Porque la madera también aporta taninos, y la micro oxigenación que se produce dentro de ella durante la crianza, ayuda a polimerizarlos y así sentir el vino más sedoso por mucho más tiempo. Es por ello que los grandes vinos del mundo pasan por barricas de roble, para ganar en longevidad. El roble americano es más económico, de poros más abiertos y duelas aserradas. Esto hace que el vino respire más y la transferencia de sabores sea más evidente. Mientras que el francés es más artesanal y con poros muy finos. En estas barricas se fermentan blancos, para darles más estructura bastoneando las lías (levaduras muertas) durante la crianza en busca de mayor cuerpo y untuosidad. Hoy, también se fermentan tintos con uvas enteras. Estas micro vinificaciones, muy de moda, provocan una extracción mucho más sutil y profunda de la madera, aportando a la estabilidad del color más allá de la textura y longevidad. Su sabor característico y reconocible lo obligaron a multiplicarse en sus formas para poder aparecer en las etiquetas como diferencial: barricas usadas, duelas, chips, polvo, etc. El roble en el vino no tiene nada de malo, siempre y cuando no sea el protagonista, por más que sea un sabor muy reconocible y apreciado por muchos consumidores. En los vinos de alta gama, donde el terruño y el estilo de la bodega mandan, debe acompañar cada trago en silencio. En los Reserva, es aceptable sentir sus matices ahumados, especiados o avainillados, además del carácter frutal del vino, y su aporte “suavizante” de las texturas. Mientras en las líneas más económicas, muchas veces se busca tapar cosas con el sabor a roble, generando a su vez una textura levemente áspera. Es decir que a los vinos que se consumen más seguido, mejor disfrutarlos sin roble. A los Reserva exigirles más carácter en sus expresiones y aceptarles que la crianza sea co-protagonista.

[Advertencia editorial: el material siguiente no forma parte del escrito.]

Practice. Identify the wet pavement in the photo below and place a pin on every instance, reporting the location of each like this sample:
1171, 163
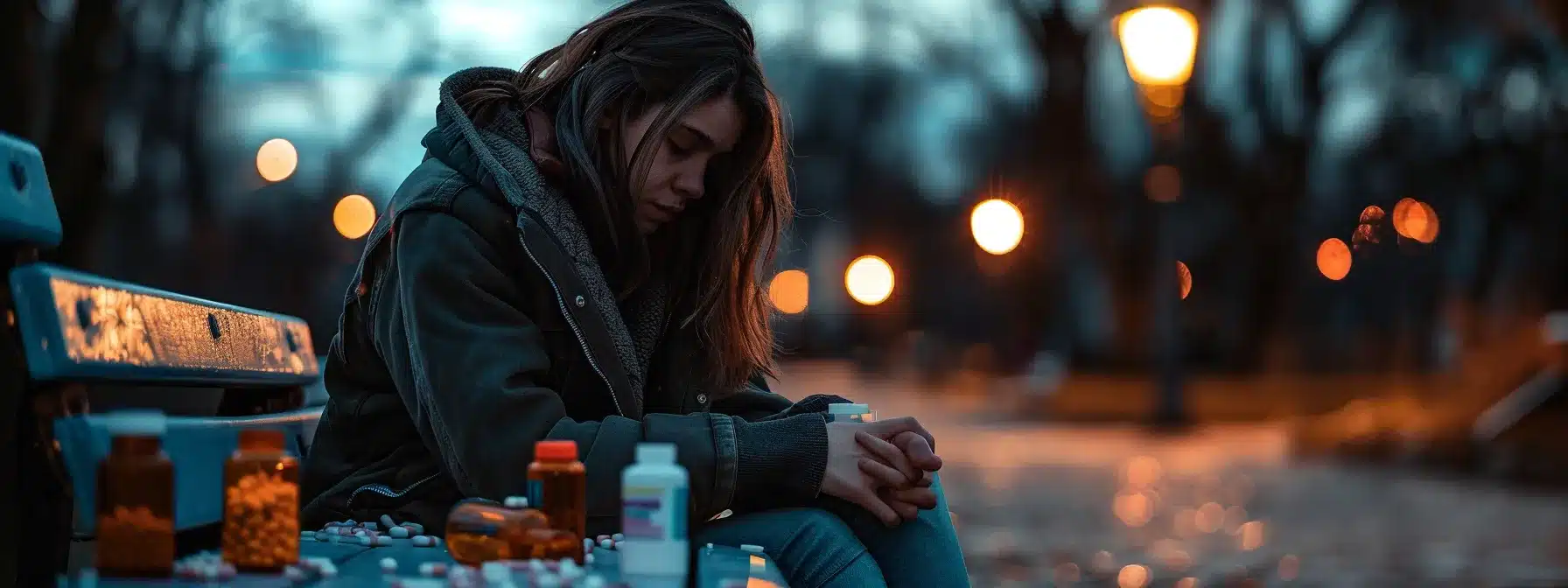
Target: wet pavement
1049, 504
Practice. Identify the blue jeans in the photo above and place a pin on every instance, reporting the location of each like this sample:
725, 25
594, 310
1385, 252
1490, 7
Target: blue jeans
841, 544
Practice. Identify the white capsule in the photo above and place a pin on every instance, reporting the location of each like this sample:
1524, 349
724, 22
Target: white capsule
494, 571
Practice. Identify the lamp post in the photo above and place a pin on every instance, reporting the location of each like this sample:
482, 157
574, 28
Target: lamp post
1159, 45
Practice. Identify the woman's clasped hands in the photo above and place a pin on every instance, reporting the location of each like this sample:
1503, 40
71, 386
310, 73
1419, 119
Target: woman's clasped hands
882, 466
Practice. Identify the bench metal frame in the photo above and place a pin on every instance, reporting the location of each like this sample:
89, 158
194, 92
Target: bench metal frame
65, 332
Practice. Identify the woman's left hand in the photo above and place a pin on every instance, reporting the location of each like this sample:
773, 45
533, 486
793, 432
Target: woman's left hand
905, 471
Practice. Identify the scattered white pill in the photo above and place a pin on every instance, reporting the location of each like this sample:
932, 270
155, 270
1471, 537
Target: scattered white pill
494, 571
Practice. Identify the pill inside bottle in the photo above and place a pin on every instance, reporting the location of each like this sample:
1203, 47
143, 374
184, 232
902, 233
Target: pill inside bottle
136, 499
261, 504
479, 530
558, 486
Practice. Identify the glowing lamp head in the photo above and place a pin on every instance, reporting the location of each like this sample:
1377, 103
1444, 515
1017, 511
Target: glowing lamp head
1159, 45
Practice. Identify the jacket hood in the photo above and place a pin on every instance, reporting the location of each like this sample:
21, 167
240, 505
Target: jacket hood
497, 158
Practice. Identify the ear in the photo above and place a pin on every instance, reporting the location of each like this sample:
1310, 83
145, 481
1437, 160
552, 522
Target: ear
542, 143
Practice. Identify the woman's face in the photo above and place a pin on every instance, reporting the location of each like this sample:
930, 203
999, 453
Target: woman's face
681, 158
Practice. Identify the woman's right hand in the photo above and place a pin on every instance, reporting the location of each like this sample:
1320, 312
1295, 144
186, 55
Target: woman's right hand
857, 474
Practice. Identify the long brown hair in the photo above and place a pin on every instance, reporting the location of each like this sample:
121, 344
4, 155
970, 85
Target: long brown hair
678, 53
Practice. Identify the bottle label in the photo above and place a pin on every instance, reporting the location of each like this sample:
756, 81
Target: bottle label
654, 513
535, 494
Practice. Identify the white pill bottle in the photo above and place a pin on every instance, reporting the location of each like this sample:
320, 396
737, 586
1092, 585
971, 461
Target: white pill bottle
654, 520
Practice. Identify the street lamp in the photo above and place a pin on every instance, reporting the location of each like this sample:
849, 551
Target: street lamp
1159, 45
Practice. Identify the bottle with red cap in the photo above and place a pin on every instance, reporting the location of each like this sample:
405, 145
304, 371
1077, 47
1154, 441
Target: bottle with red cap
558, 486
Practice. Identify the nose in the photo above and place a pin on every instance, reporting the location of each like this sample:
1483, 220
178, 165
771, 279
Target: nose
689, 184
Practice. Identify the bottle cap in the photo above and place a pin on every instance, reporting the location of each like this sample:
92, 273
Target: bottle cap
136, 422
556, 451
655, 453
849, 408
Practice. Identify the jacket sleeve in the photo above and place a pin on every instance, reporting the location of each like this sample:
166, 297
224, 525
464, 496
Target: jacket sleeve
469, 362
754, 402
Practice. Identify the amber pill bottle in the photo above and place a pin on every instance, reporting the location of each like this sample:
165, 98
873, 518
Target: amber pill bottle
261, 504
479, 530
558, 486
136, 499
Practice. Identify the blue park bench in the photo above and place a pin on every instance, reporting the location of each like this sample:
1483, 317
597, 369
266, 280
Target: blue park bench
73, 340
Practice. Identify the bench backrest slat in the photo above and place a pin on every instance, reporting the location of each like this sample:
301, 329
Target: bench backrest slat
77, 326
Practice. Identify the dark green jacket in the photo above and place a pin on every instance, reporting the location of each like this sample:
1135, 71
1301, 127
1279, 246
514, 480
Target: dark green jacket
479, 324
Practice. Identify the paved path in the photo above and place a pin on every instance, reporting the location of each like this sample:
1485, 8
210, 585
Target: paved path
1109, 505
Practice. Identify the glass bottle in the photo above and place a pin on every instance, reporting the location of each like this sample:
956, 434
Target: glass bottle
136, 499
558, 486
480, 532
261, 504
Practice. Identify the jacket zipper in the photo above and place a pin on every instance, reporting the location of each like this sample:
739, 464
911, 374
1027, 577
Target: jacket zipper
386, 490
560, 300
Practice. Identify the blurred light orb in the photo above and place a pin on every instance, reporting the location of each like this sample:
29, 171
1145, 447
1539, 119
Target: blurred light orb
869, 279
1371, 215
998, 226
354, 215
276, 160
791, 292
1159, 45
1334, 259
1132, 576
1417, 220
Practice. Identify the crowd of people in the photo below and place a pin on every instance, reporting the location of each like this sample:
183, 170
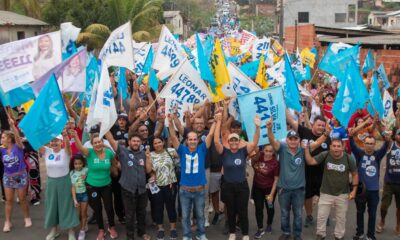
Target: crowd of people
202, 161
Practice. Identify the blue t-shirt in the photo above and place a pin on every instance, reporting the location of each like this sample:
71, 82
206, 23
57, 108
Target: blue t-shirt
368, 165
193, 167
234, 165
292, 168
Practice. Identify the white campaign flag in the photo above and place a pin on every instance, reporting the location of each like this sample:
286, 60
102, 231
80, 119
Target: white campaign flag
118, 51
27, 60
169, 55
186, 86
388, 115
90, 122
240, 84
260, 47
104, 109
140, 51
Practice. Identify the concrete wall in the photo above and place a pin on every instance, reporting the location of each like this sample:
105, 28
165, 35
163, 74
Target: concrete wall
321, 12
9, 34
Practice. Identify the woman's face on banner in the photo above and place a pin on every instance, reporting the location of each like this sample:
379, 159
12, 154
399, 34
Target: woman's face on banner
44, 43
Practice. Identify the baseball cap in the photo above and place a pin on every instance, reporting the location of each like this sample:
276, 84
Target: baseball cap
233, 135
292, 133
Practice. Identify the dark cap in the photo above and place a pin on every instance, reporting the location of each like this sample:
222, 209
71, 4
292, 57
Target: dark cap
123, 116
292, 133
94, 129
236, 124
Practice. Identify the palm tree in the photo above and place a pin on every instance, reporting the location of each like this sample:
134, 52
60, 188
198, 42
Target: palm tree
31, 8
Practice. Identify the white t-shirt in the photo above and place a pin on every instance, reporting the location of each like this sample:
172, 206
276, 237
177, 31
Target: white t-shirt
57, 164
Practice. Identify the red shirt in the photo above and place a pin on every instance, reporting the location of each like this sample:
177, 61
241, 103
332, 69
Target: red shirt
265, 172
328, 111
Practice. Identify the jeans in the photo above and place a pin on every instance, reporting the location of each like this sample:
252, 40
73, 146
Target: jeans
291, 199
237, 198
370, 199
165, 197
259, 195
135, 209
96, 194
326, 202
188, 199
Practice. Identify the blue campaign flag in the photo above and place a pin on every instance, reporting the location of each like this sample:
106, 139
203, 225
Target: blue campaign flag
382, 77
17, 96
148, 62
205, 70
153, 81
351, 96
48, 114
250, 69
336, 59
267, 103
369, 63
375, 98
292, 95
122, 85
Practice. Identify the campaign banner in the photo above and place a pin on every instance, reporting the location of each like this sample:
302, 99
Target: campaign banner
186, 86
169, 55
117, 51
267, 103
140, 52
26, 60
260, 47
70, 74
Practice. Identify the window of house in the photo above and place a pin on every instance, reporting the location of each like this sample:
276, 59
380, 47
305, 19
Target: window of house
352, 13
340, 17
20, 35
303, 17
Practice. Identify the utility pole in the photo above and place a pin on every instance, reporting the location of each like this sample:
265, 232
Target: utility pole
281, 27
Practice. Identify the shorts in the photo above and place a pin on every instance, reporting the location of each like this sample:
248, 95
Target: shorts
215, 182
313, 185
82, 197
16, 180
390, 189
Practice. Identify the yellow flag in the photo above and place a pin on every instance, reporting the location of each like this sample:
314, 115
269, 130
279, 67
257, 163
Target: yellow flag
27, 105
307, 57
220, 72
261, 74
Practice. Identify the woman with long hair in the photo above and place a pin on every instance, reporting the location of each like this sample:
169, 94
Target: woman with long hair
59, 207
162, 166
266, 173
15, 178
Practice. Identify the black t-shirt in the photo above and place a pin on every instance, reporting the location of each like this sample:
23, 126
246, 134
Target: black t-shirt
306, 133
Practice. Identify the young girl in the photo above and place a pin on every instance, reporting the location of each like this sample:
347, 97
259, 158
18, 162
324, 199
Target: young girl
79, 194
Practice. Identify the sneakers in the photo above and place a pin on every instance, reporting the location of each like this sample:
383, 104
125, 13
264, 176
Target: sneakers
160, 235
113, 232
259, 234
7, 227
173, 235
308, 221
100, 235
358, 237
268, 229
216, 218
28, 222
81, 235
284, 237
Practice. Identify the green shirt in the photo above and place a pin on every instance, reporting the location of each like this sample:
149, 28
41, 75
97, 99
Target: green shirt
99, 169
78, 179
335, 180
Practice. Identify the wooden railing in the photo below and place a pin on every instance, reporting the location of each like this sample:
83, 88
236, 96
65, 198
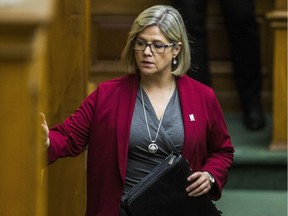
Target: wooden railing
23, 43
278, 24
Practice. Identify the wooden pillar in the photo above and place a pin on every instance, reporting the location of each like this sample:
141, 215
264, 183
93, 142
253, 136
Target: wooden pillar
23, 34
67, 83
278, 24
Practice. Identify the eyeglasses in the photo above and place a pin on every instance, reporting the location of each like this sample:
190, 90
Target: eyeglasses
140, 45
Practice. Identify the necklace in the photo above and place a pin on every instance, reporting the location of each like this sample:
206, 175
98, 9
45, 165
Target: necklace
153, 147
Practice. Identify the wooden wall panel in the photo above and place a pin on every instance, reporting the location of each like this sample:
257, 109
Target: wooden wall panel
68, 65
23, 43
111, 21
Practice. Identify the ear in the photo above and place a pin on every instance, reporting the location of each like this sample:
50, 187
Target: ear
177, 49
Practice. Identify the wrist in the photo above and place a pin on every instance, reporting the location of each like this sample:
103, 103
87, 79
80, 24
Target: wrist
211, 178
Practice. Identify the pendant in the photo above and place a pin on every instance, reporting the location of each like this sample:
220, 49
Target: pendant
153, 148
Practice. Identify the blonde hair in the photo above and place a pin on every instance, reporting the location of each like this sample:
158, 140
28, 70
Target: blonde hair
171, 25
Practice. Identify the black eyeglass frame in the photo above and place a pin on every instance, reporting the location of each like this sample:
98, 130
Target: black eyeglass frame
151, 44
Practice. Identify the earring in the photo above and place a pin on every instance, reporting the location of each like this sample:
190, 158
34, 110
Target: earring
174, 61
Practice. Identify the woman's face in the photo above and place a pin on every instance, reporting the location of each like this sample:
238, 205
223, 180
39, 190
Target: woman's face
151, 62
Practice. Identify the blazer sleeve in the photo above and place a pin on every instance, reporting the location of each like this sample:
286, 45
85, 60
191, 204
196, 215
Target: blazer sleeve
219, 148
71, 137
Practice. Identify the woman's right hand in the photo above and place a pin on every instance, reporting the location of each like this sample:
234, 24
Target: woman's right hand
45, 130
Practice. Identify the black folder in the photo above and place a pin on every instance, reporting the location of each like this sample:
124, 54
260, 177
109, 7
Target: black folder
162, 193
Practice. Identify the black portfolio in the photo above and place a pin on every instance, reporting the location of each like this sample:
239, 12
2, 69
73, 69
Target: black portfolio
162, 193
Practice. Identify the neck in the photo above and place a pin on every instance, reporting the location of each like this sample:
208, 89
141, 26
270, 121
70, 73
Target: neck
150, 84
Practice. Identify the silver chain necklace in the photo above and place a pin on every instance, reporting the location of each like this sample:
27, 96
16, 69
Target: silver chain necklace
153, 147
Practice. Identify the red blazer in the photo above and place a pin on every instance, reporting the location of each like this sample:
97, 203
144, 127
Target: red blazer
103, 123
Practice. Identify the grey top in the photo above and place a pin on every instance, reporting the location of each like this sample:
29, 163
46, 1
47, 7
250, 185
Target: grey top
170, 138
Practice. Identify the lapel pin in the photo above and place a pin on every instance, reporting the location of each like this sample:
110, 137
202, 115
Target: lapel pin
192, 118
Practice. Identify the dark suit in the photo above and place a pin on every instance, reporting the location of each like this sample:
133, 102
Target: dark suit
244, 42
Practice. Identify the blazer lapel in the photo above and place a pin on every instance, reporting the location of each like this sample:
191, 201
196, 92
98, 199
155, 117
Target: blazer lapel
186, 95
126, 104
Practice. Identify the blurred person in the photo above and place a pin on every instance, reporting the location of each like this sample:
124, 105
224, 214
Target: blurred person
131, 123
245, 51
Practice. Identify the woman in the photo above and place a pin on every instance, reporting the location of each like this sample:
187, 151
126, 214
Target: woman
132, 123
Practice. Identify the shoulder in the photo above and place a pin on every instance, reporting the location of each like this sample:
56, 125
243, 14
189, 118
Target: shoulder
187, 84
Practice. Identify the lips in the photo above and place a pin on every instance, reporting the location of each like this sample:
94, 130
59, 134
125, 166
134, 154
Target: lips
147, 63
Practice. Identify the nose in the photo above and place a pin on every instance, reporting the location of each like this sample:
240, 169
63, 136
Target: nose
148, 51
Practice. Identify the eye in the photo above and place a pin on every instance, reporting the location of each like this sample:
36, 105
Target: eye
140, 43
158, 45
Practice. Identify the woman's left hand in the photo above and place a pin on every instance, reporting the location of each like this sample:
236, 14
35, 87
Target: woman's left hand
200, 184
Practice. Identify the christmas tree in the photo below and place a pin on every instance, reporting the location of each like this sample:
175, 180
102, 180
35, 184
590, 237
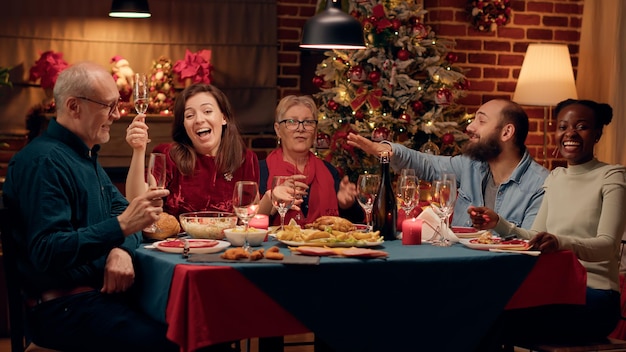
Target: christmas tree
162, 92
401, 88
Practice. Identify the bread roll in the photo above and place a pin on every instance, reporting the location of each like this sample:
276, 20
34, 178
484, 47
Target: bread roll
167, 226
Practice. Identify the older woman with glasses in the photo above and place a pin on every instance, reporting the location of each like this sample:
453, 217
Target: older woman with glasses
322, 189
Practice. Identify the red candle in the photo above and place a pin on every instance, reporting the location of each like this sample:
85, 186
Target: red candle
259, 221
412, 231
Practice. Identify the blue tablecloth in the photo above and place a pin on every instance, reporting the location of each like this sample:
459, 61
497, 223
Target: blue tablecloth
421, 298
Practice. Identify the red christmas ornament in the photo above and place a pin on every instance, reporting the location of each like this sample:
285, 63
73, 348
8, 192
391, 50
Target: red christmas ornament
374, 77
420, 31
452, 58
443, 97
403, 54
322, 141
318, 81
447, 138
380, 133
357, 75
396, 24
417, 106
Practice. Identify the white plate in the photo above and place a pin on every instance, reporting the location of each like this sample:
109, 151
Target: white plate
359, 244
486, 246
194, 250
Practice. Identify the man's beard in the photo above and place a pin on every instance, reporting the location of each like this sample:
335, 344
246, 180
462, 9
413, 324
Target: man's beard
483, 151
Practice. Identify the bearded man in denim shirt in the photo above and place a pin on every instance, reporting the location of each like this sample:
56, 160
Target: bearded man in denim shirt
494, 170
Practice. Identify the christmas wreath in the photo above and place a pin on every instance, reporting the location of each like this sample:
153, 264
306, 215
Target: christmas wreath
486, 16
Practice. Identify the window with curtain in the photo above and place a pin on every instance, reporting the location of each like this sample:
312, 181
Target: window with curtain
240, 33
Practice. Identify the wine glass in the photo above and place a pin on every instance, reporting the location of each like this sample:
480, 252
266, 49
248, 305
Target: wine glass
246, 204
155, 178
367, 188
408, 193
443, 195
283, 196
140, 93
300, 170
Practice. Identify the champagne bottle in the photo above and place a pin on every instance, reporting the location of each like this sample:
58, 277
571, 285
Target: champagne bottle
385, 211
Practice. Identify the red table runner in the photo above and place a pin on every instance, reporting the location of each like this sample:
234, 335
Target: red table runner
201, 314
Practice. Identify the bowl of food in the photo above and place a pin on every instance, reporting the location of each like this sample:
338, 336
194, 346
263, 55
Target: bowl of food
236, 236
207, 224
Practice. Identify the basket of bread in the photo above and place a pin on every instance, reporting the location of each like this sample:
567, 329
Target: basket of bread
331, 231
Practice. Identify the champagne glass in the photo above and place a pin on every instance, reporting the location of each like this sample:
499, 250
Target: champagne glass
300, 170
443, 195
367, 188
140, 93
246, 204
407, 172
283, 196
155, 177
408, 193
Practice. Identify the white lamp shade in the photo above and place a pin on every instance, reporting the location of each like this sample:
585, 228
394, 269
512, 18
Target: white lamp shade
546, 77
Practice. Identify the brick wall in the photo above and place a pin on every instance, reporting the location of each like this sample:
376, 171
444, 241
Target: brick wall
493, 59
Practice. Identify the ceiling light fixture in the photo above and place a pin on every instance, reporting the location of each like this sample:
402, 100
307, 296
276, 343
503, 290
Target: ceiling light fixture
332, 29
130, 9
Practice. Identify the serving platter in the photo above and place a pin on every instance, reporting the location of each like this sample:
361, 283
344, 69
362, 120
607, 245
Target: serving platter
359, 244
196, 246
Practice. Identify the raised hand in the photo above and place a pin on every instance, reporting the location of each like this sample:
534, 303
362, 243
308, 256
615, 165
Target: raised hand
371, 148
347, 193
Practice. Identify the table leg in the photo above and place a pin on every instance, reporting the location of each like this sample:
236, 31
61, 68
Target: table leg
271, 344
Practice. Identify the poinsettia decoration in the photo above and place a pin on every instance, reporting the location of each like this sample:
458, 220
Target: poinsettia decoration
487, 16
47, 68
195, 66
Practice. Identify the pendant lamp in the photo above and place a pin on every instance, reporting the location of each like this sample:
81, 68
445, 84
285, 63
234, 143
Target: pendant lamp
130, 9
332, 29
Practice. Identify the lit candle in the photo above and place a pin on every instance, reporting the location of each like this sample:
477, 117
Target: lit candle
412, 231
259, 221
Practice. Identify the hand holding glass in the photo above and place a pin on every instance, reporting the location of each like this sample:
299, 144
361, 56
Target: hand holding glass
246, 204
140, 93
155, 178
408, 193
367, 188
283, 196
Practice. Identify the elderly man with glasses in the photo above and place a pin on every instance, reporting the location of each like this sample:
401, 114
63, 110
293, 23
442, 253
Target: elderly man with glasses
75, 234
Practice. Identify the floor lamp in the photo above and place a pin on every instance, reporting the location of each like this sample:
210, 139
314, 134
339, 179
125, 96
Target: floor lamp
546, 78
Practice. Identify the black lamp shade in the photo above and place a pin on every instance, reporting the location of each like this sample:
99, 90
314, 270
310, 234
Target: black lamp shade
332, 29
130, 9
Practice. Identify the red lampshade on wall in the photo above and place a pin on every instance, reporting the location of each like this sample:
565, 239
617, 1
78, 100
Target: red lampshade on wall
130, 9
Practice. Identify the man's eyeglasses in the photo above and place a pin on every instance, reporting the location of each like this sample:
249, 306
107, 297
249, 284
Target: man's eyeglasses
293, 125
111, 106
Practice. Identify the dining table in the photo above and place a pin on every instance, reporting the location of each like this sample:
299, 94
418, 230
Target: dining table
420, 297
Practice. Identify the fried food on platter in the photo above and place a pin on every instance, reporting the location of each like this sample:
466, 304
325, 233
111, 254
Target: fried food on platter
312, 233
333, 222
274, 254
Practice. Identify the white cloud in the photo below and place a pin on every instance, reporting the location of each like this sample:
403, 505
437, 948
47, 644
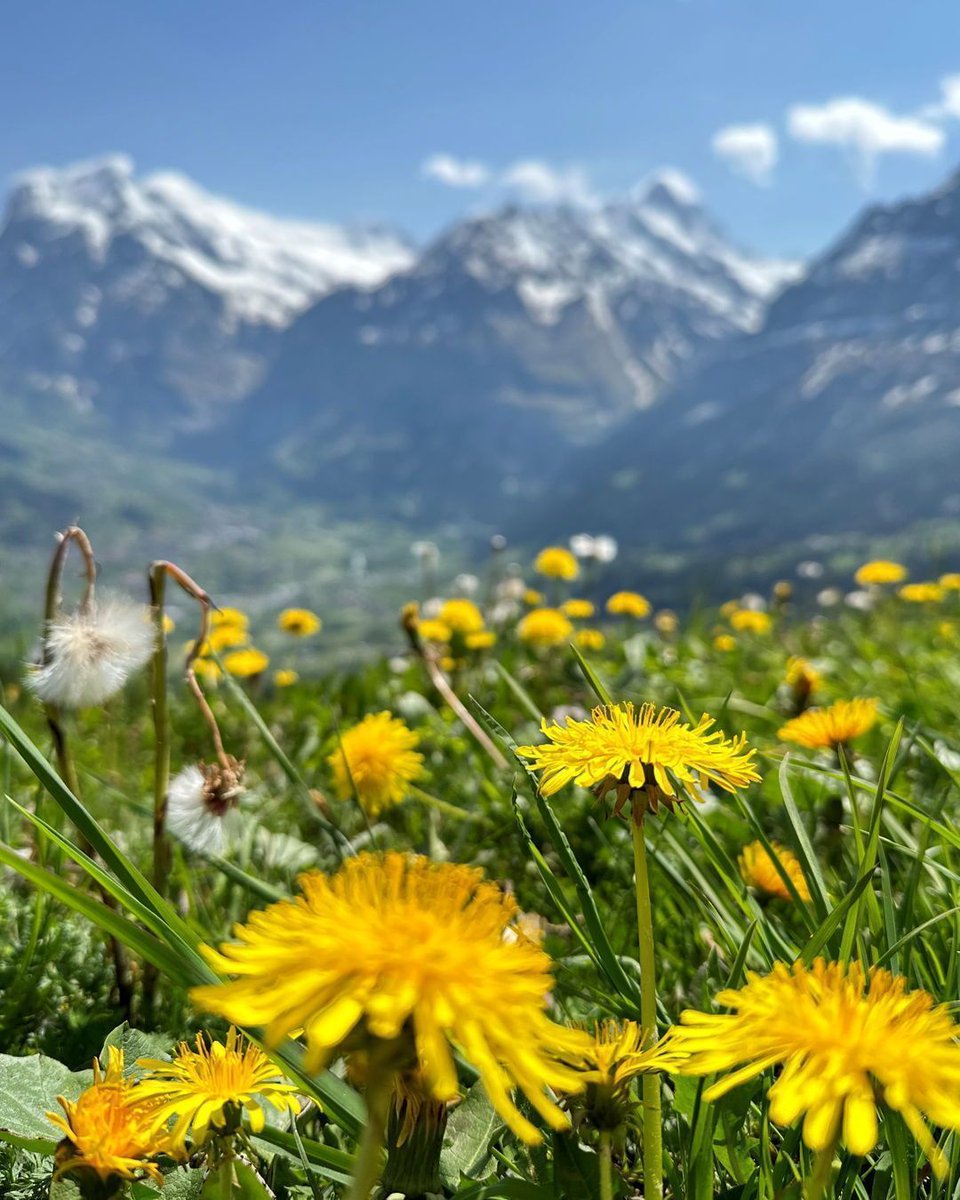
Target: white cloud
455, 172
864, 130
537, 180
750, 150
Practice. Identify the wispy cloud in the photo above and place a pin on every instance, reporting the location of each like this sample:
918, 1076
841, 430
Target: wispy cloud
539, 181
749, 150
533, 179
455, 172
864, 131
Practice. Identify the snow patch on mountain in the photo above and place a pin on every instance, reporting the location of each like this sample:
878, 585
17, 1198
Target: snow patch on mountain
265, 269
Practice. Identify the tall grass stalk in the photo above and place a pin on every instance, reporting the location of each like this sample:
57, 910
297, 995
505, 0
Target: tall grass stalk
653, 1149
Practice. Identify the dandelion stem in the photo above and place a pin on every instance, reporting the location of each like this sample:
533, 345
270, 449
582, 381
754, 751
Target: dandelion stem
816, 1187
65, 765
379, 1093
606, 1167
653, 1152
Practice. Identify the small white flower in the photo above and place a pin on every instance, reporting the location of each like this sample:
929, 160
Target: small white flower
91, 654
863, 600
467, 585
197, 802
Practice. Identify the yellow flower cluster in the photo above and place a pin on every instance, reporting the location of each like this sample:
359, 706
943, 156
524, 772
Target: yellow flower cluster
121, 1125
397, 951
629, 604
643, 754
879, 571
545, 628
845, 1037
557, 563
378, 761
759, 870
825, 729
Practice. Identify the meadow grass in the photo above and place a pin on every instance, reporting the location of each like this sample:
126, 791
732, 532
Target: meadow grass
858, 863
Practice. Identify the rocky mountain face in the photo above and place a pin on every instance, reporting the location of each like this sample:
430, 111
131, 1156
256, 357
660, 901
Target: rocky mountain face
515, 340
841, 413
149, 305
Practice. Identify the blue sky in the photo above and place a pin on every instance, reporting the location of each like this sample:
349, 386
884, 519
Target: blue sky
330, 109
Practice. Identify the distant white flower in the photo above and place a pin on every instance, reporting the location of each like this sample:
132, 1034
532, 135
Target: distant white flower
429, 552
91, 654
605, 549
863, 600
467, 585
198, 799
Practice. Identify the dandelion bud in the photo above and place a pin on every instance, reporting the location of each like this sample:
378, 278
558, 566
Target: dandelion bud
89, 654
198, 799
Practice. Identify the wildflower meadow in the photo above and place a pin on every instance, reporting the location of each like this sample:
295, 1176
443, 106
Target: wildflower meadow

Mientras que, en los vinos más exclusivos, esos reservados para ocasiones especiales, las sensaciones que aporte el roble deben ser de texturas y no tanto de sabores recordando que la su aporte es fundamental para el potencial de guarda y el desarrollo de la complejidad con el correr de los años. Al menos eso es lo que demuestran los mejores vinos del mundo.